После смерти вавилонянин уходит “В дом мрака, жилище Иркаллы, в дом, откуда вошедший никогда не выходит, в путь, по которому не выйти обратно, в дом, где живущие лишаются света, где их пища — прах и еда их — глина, а одеты, как птицы, одеждою крыльев, и света не видят, но во тьме обитают, а засовы и двери покрыты пылью”282. Гильгамеш ищет избавления от смерти. Его путешествие к Утнапишти — единственному человеку, обретшему бессмертие — может быть истолковано не только как эпос, но и как описание мистерии… Но итог все равно неутешителен. Путь Утнапишти неповторим и для людей путь к бессмертию закрыт. “Только боги с Солнцем пребудут вечно, а человек — сочтены его годы, чтоб он ни делал — все ветер!”283.

Утнапишти — вавилонскому Ною, спасшемуся при потопе, бессмертие было даровано при слишком уникальных обстоятельствах. Увидев землю, опустошенную потопом, увидев мир, забитый трупами и осознав отсутствие жертв, которыми люди при всей их шумливости все-таки ублажали богов, последние испытали чувство, близкое к покаянию и как бы во искупление своего греха перед людьми даровали лично Утнапишти бессмертие. И эта ситуация слишком уж необычна. Довести Энлиля до покаянного чувства явно трудно. Поэтому путь Утнапишти никак не есть “путь всея земли”; его путь неповторим.

И хоть затем по совету Утнапишти Гильгамеш добывает цветок бессмертия — и это оказывается напрасно. Бессмертным становится змей, похитивший цветок жизни, найденный Гильгамешем. Змей обрел способность сбрасывать кожу и оказываться вновь молодым — но не человек… “Гильгамеш сказал ему, дальнему Утнапишти: Что мне делать, Утнапишти, куда отправляться? Та, что меня преследовала неумолимо, воссела в моей спальне — это Смерть! И куда я лицо ни обращаю, повсюду она — смерть!”.

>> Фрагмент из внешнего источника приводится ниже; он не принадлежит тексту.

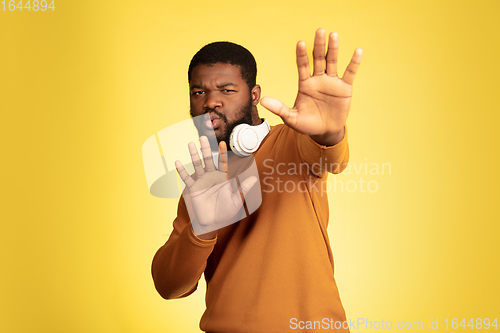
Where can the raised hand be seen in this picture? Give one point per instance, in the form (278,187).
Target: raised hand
(212,200)
(323,100)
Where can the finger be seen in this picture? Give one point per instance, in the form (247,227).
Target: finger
(302,61)
(184,175)
(207,154)
(247,184)
(279,109)
(353,66)
(332,54)
(223,158)
(319,52)
(195,157)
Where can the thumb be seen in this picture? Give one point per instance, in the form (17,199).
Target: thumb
(276,107)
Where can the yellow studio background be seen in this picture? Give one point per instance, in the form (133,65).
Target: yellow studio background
(82,88)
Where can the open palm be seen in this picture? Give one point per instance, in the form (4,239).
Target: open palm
(211,197)
(323,100)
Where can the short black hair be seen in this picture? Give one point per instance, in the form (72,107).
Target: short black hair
(227,53)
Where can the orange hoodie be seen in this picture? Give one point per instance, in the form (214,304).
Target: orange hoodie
(272,271)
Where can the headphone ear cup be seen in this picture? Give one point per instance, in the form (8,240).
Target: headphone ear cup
(236,140)
(245,139)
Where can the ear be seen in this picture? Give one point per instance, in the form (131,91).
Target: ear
(255,94)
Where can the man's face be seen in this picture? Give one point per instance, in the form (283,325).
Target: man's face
(220,91)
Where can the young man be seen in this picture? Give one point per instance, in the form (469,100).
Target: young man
(273,270)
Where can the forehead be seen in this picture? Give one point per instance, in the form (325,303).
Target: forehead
(216,74)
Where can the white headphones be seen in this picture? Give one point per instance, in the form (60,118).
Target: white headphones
(245,139)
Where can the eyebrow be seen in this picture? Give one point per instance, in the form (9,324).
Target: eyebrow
(220,86)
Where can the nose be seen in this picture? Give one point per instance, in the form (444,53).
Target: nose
(212,100)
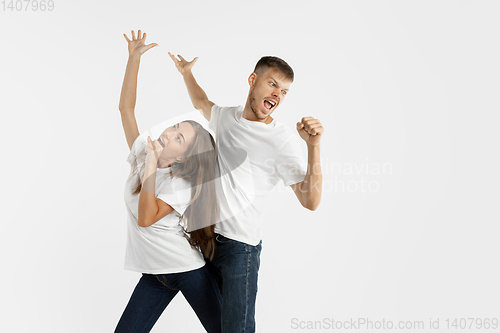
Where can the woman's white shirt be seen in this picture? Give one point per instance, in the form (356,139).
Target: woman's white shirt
(160,248)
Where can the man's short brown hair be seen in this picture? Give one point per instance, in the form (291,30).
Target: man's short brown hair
(273,62)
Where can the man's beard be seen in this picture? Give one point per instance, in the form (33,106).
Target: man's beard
(253,107)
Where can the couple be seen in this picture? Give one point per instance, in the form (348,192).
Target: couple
(175,238)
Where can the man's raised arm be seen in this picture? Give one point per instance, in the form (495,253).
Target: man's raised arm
(198,97)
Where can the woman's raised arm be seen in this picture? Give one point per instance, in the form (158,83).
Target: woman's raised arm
(136,47)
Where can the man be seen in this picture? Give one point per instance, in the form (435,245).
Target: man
(273,154)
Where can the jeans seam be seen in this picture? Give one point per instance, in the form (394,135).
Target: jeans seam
(246,286)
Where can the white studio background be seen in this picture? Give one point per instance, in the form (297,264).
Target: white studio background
(407,92)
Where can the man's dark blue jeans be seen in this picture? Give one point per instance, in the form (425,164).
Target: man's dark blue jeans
(154,292)
(236,268)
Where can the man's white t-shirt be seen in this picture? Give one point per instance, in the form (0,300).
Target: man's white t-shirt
(160,248)
(271,153)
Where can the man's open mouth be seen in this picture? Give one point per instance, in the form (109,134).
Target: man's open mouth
(161,142)
(268,104)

Людям остается печальное шествие в преисподнюю. Шествие по пути, который шумерская поэма “В степи ранних трав” называет “Дорогой, которая губит того, кто идет по ней”284. Она приводит к миру, в котором “в реке подземного царства вода не течет — вода из нее не утоляет жажды. В полях подземного царства не растет зерно — из него не мелют муки. Овцы подземного царства не носят шерсти — из нее не ткут ткани”285.

Аид греков, Шеол древних евреев по шумерски назывался “кур”. “Первоначально это слово означало “гора”, затем приобрело более общее значение — “чужая страна”, потому что окружающие горные области таили в себе постоянную угрозу для Шумера”286.

Это — путь для всех. “Существование в подземном мире ‘Эпоса о Гильгамеше’ мучительно, однако, существуют различные градации страдания. С теми, кто имел большие семьи, кто пал в битве, с тем, кто достойно провел жизнь, обращаются лучше, чем с остальными. Но все же какие-либо ясные моральные и этические принципы, по-видимому, недействительны в инфернальном мире”287. И это путь, по которому нет возврата. Умерший сын отвечает ищущей его матери: “Я не трава и не могу вырасти вновь для нее; я не вода, и не могу подняться вновь для нее; я не трава, пробивающаяся в пустыне; я не новая поросль, пробивающаяся в пустыне”288. Поскольку поэма “В степи ранних трав”, откуда взята эта цитата, относится к IV тысячелетию до Р.Х., постольку нетрудно заметить, что жители Месопатамии столь глубокой древности не были знакомы с якобы “древнейшей” реинкарнационной философией.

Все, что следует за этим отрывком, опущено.